# Mantis turning brown?



## Lizz (Jun 4, 2017)

I recently bought a Sphodromantis viridis at a reptile expo, he's my first mantis.
He was bright green when I got him, but after his first molt he has started turning brown. I've only heard that they can be born brown, not that they turn brown halfway through their life. Anyone know why this is happening? I much more prefer the bright green color.


----------



## scorps (Jun 4, 2017)

I have never kept this species myself, but when searching it, I found lots of examples of older looking mantids that were brown. Could be a normal thing for this species. I have seen it happen in other species, just something that happens at certain age.


----------



## keks (Jun 4, 2017)

Here http://www.mantopedia.de/index.php?title=Sphodromantis_viridis they say, that the color can change with every molt. It depends on various factors. 
One factor I know from my Phyllocrania paradoxa is the color of the branches. Actually they are dark brown, but can change to green color when they live on green branchlets.


----------



## Lizz (Jun 4, 2017)

keks said:


> Here http://www.mantopedia.de/index.php?title=Sphodromantis_viridis they say, that the color can change with every molt. It depends on various factors.
> One factor I know from my Phyllocrania paradoxa is the color of the branches. Actually they are dark brown, but can change to green color when they live on green branchlets.
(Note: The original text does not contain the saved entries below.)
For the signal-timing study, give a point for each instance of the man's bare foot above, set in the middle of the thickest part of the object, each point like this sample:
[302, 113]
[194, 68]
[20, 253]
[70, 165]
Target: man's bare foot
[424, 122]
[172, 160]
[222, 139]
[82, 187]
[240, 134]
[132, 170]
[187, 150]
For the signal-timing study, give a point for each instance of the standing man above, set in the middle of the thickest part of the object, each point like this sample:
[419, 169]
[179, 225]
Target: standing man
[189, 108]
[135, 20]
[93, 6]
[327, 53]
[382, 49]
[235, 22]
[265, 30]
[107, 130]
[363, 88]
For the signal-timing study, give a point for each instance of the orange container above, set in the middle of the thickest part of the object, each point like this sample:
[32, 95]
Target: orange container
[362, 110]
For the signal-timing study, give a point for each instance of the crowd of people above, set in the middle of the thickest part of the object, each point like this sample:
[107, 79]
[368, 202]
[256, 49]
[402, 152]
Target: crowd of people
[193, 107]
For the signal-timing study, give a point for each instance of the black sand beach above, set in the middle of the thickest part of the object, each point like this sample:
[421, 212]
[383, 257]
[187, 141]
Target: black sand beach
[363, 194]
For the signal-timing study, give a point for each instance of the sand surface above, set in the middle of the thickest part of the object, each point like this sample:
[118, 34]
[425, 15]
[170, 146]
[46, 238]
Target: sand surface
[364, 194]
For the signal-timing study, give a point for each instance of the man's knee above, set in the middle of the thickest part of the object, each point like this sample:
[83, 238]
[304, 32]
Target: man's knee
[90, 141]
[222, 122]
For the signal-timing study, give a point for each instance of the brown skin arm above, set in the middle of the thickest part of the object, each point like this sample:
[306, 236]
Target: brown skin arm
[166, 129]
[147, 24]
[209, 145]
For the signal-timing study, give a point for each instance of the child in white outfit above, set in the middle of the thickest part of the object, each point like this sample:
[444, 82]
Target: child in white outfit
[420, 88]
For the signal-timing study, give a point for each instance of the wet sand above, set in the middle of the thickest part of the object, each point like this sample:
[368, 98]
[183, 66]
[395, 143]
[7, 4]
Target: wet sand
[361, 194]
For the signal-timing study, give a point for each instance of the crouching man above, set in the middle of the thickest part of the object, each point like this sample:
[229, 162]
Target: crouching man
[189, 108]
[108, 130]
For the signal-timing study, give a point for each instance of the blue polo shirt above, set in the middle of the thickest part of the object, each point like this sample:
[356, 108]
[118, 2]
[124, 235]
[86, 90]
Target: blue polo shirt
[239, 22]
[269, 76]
Alright, that makes sense, thank you for the explanation 
I'll give him some more green stuff in his enclosure and see if that helps him turn green again after his next molt!


----------



## Lizz (Jun 4, 2017)

scorps said:


> I have never kept this species myself, but when searching it, I found lots of examples of older looking mantids that were brown. Could be a normal thing for this species. I have seen it happen in other species, just something that happens at certain age.


He's a nymph though, hasn't even gotten his wing-buds yet
I tried to look it up and some places said it had to do with the heat and humidity, other said they change color after every molt.
I'll just have to wait and see I guess


----------